Of course this is depressing and cultural decline in the West is a real phenomenon.  I have argued before in this blog that this decline has much to do with the Eighteenth Century Enlightenment, with its attempts to universalise, deny the local and the traditional and move from the Incarnation to Deism or even atheism.

Nietzsche of course recognised the decadence of the West and produced a powerful critique in his writings.  He knew that the attempt to explain all by science was a mistake and thought his emphasis on the aesthetic and the subjective Ubermensch was the answer.  I think he was wrong in the way he laid the blame for Western decadence at the door of Christianity.  The self-loathing of political correctness today has its roots in the decadence Nietzsche perceived, but it is not an evolution of Christianity; rather it is a falling away from Christianity.  Christ did not teach us there was no Judgment, only that we were not the judges.  Remove God and we are left with a society with no values (something Nietzsche came to embrace of course).

More perceptive than Nietzsche in his definition of this Western decay was Charles Baudelaire, that old sinner.  As much as that son of a Lutheran minister Friedrich Nietzsche probably never committed a significant carnal sin in his life, Baudelaire in his seedy, garret existence perceived the Divine still through the murk generated by Western liberal dogma.  Rather like the woman washing Christ’s feet grasping the nature of grace better than Simon the Pharisee, so Baudelaire saw that it was a falling away from religion, not religion that brought about decay.
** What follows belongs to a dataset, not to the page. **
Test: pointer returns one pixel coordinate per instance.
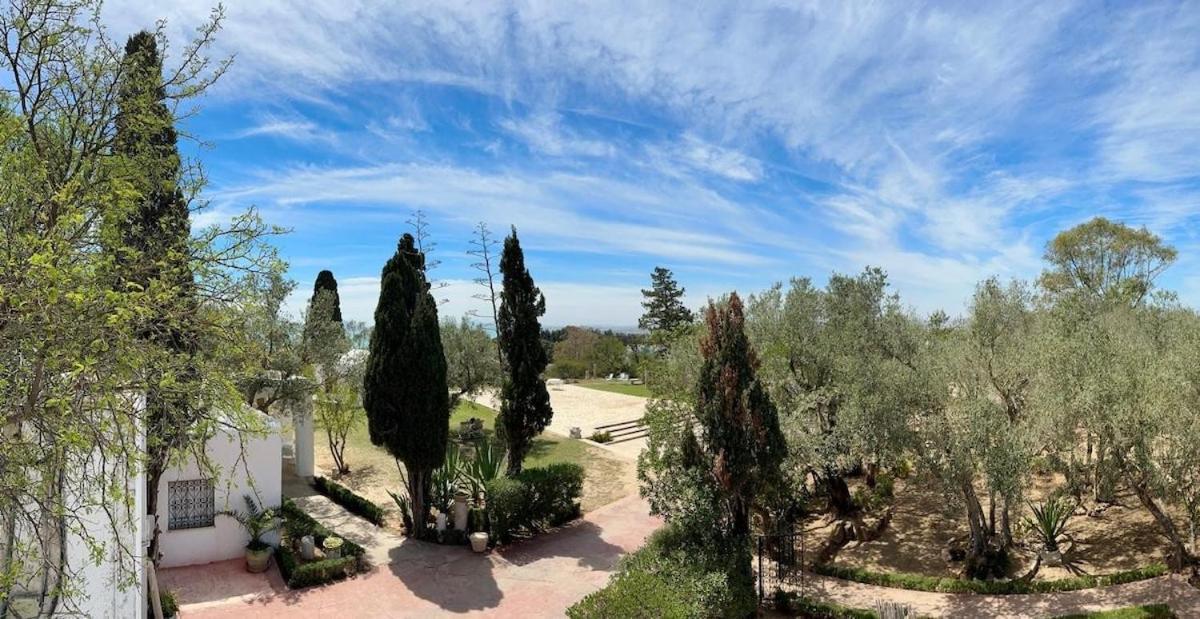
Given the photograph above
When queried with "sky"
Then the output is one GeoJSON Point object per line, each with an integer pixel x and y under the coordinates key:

Baudelaire wrote of the liberal French writer, George Sand:

“Consider George Sand.  She is, first and last, a prodigious blockhead, but she is possessed.  It is the Devil who has persuaded her to trust in her good-nature and common-sense, that she must persuade all other prodigious blockheads to trust in their good-nature and common-sense.”

The blogger considers this to be a devastating definition and categorisation of the liberal do-gooder.  Baudelaire saw that these liberals, with their non-judgemental and modern outlook were falling away from Western culture with its concept of sin and redemption.  You cannot have the redemption without the sin.
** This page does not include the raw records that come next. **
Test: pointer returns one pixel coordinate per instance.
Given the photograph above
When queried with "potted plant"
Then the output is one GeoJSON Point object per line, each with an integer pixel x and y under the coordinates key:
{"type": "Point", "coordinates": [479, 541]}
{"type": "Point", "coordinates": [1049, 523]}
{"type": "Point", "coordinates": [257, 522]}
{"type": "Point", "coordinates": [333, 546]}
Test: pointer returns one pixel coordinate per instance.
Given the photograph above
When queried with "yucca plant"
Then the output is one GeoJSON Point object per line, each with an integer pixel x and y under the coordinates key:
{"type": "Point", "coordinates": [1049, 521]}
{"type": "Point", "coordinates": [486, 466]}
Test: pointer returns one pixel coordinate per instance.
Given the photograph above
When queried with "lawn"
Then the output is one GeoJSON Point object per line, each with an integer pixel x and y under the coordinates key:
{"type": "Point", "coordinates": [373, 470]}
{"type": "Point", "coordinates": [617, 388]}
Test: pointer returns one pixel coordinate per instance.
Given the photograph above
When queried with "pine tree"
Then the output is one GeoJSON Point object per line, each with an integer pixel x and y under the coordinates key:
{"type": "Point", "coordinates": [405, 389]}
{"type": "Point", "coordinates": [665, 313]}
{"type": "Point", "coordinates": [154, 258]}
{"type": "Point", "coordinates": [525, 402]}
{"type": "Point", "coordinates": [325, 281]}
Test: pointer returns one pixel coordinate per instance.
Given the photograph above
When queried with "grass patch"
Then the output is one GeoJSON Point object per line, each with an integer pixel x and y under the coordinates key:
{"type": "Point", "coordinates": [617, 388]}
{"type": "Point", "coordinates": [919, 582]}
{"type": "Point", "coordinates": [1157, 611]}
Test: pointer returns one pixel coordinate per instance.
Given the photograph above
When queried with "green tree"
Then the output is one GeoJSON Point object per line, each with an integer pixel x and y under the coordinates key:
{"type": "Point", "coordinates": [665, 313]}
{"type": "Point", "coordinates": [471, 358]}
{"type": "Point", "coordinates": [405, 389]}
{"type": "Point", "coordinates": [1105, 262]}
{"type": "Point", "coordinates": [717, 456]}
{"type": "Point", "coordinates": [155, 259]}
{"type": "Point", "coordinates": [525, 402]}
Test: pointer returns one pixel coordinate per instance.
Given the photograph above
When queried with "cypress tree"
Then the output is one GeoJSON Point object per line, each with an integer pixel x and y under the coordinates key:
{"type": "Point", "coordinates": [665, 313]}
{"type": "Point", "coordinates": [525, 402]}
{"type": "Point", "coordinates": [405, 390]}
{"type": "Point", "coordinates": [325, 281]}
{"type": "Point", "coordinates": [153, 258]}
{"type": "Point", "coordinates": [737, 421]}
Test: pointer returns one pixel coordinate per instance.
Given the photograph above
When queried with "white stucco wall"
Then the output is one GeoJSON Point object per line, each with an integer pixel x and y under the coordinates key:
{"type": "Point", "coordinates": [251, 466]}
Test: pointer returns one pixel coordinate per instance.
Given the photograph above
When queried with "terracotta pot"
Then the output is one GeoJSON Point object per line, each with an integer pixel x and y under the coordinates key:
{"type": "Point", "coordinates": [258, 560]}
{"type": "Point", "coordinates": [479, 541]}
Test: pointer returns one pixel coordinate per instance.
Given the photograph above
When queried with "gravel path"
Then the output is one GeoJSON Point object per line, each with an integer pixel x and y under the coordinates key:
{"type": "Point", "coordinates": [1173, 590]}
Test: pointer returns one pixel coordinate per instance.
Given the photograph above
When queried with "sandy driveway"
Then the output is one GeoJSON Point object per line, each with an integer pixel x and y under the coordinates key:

So the argument of this blog is that what repulsed Nietzsche was not Christianity, but a partial picture of Christian values – it was liberalism, spawned by the least traditionalist and most secularist aspects of Enlightenment thinking.  The decent and intelligent man attracted to Pantheism should not reject Christianity because liberalism casts pearls before swine.  He should first know exactly what it is he is rejecting!  He is not rejecting liberalism, he is rejecting what G K Chesterton called “The intolerant Truth”, which is “full of grace and truth.”

Pantheism does indeed identify something very powerful in Nature and the Pantheist is right to feel awe and perceive something revealed of the divine in Nature, just as Job in his revelation saw God in Nature.  Job however could tell the difference between the Creator and the creature.  The Pantheist has the two confused.  The Pantheist sometimes caricatures the Christian as Manichean or Gnostic, but the Church always regarded the hatred of the material world as heresy.  Baudelaire pointed out:

“The mystery of Paganism.  Mysticism:  the common feature of Paganism and Christianity.”

This may seem arcane, but it is surely profound, and the blogger may not have fully understood Baudelaire’s meaning, but no discussion of Christianity can be complete without reference to the Incarnation and is not the Incarnation nothing less than the Divine coming into its creation and thereby sanctifying and redeeming it?  So both pagans and Christians see the mystery in the world around us.

If creation is imperfect but beautiful, the Incarnation can make it perfect.  We must turn to a far more saintly character than Baudelaire to complete this blog – G K Chesterton.  The Roman Catholic Church is currently investigating whether this rotund Englishman of wit and letters was actually a saint. 

Chesterton demonstrates in his work, the Everlasting Man that Paganism can only eventually lead to depravity as evidenced by Roman decline into the Circus and perverted emperors.  This is of course a reiteration of the first chapter of Saint Paul’s Letter to the Romans.  In another work, Chesterton defined the problem of paganism in his book on Saint Francis of Assisi:

“What was the matter with the whole heathen civilization was that there was nothing for the mass of men in the way of mysticism, except that concerned with the mystery of the nameless forces of nature, such as sex and growth and death.  Thus, the effect of treating sex as the only one innocent natural thing was that every other innocent natural thing became soaked and sodden with sex.”

Thus the decline of the classical world.  And thus also the need for a redemption from Nature worship.  That redemption came through the Divine entering its own creation – Nature - from the outside.

Acknowledging the specific nature of Christ’s incarnation has important practical implications for today however, because if we take the Incarnation completely seriously, we realise that the Universal has become local, the general, specific and the Divine, individual.  Thus local tradition and custom in religion become sanctified because they are specific to a certain people.  If redemption is achieved by God becoming a real, physical person in a particular place and time in history, so the way we worship and reach out to the universal, which is sublime, must be practised in a customary and traditional way. 

We meet the Universal Divine here in this world, in our places of worship with words handed down to us from previous generations.  As T S Eliot put it in the Four Quartets:

“Here, the intersection of the timeless moment
Is England and nowhere.  Forever and always.”

The Book of Common Prayer helps us to reach the sublime because of the beauty of its language and because it is English tradition.  New and transitory language is a step away from the Incarnation and towards Deism.  It will refer to the Incarnation in words, but the underlying assumption is that the words should be detached from local context and tradition, they should be “modernised” – this is a major intellectual concession to Deism I believe.

And so the belief or rather faith in the Incarnation achieves what both Pantheism and Deism fail to do:  it brings us into touch with the Divine where we are now in both our personal lives and in our own culture and traditions.  Only the Incarnation can redeem us.